Logistics and Ergonomics
- Find a location in your home that you can designate as your office space. Someplace quiet and with as few distractions as possible is ideal. If you regularly need to make calls or attend videoconferences, you will want privacy and quiet. Of course, if you have small children at home, you will need to consider how to be near them and supervise but still get periods of quiet to make calls.
- Make sure the chair is right for the desk or table you are using and is the right height to allow your feet to touch the floor comfortably. Your thighs should be slightly below your hips. You may need to add a footstool or adjust your chair height if your chair is adjustable. You can also add pillows to help with height adjustments, back support and comfort. Your elbows should be at or below a 90-degree angle when using the keyboard to reduce muscle strain.
- If you have a desktop computer, make sure the monitor is at the right height and distance to prevent neck and eye strain: at least 20 inches away (or about arm’s length) and height should match eye level (eyes should rest about 2-3 inches below the top of the monitor) so that you aren’t tilting your neck up or down to read the screen. The monitor should be directly in front of you. Don’t twist your body or neck to see it.
- Make sure there isn’t a glare from a window or bright light behind your screen. This will cause eye strain and can lead to headaches.
- Take a break at least once an hour to stretch and move your muscles a little. No matter how ergonomic your setup, you still will need regular breaks to prevent muscle strain, fatigue and other health problems related to sitting at a desk for too long.

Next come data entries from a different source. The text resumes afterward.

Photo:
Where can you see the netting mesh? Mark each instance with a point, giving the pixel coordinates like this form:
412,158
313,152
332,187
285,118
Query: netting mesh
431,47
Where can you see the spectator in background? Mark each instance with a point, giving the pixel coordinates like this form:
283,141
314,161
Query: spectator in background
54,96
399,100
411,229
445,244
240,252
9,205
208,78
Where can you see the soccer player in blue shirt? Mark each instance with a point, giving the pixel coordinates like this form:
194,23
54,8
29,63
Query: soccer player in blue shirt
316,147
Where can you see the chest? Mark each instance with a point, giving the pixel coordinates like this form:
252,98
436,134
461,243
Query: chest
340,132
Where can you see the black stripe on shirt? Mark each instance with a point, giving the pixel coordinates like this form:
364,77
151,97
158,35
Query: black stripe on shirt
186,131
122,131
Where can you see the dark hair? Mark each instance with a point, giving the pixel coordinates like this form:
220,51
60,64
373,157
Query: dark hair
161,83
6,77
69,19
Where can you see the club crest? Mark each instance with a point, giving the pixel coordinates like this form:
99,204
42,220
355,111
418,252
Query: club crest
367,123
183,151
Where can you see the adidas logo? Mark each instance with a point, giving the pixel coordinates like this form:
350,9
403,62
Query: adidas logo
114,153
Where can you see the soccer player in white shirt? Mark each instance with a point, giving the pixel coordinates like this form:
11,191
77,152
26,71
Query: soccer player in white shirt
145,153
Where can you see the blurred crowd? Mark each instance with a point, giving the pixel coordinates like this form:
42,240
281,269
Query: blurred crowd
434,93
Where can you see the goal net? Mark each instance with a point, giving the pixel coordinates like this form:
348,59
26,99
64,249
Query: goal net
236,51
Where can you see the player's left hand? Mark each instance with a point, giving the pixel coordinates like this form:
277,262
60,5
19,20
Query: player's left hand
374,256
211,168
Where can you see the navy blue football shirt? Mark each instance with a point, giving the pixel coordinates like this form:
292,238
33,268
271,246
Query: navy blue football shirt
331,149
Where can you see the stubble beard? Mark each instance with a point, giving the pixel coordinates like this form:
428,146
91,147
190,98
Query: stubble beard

- Install a white board, calendar or any other tools that will help you stay organized and focused.
- Make sure your Wi-Fi is sufficient for everyone in the house to use at the same time. Consider that kids will be using it also to do schoolwork or to stream videos and movies while you are working.
- Be sure that you can access any necessary work files or documents remotely from your office.
Communication, Engagement and Productivity
- Implement a structured routine and follow regular office hours. It’s easy to let chaos creep in and bedtimes or morning alarm clocks to slide a little, but really try to stick to your normal routine. Shower and dress for work as you normally would. You can dress more casually but get out of the pajamas. No one needs to wear heels and a suit but wearing business casual clothes and styling your hair and makeup (for women) will help get you in the mindset that now you are at work and need to be productive.
- Communicate regularly via phone calls, email and videoconferences with your work team and clients. Try to stick to your regular meeting schedule and convert all meetings to videocalls if possible. The face-to-face interaction is important and helps you stay connected and engaged.
- Make sure coworkers and employees know their responsibilities and deadlines. Communication is vital, including discussing goals and giving feedback.
- Engage and connect with your coworkers. Set up videoconference calls with your work team for a virtual lunch or happy hour. Try to keep up the camaraderie and connection that everyone is missing right now. Encourage lighthearted “watercooler” talk via a text thread or a group chat application. Play a game together at a virtual lunch or happy hour such as trivia questions or pick a theme like “funny hat day.”
- Let your spouse, children or roommates know that you are working and shouldn’t be interrupted unnecessarily.
- Playing music in the background is fine and can actually be helpful, but don’t have a TV on in the background. That can be distracting and counterproductive.
- Don’t get sucked into household chores during business hours. Stay focused on work. When you need a break, do something to relax and recharge, not housework. Take a short walk around the house or backyard. Take some deep breaths. Close your eyes and listen to music for a few minutes. Do a couple of yoga poses to stretch. Be intentional with it to make sure you really give your brain and body a break.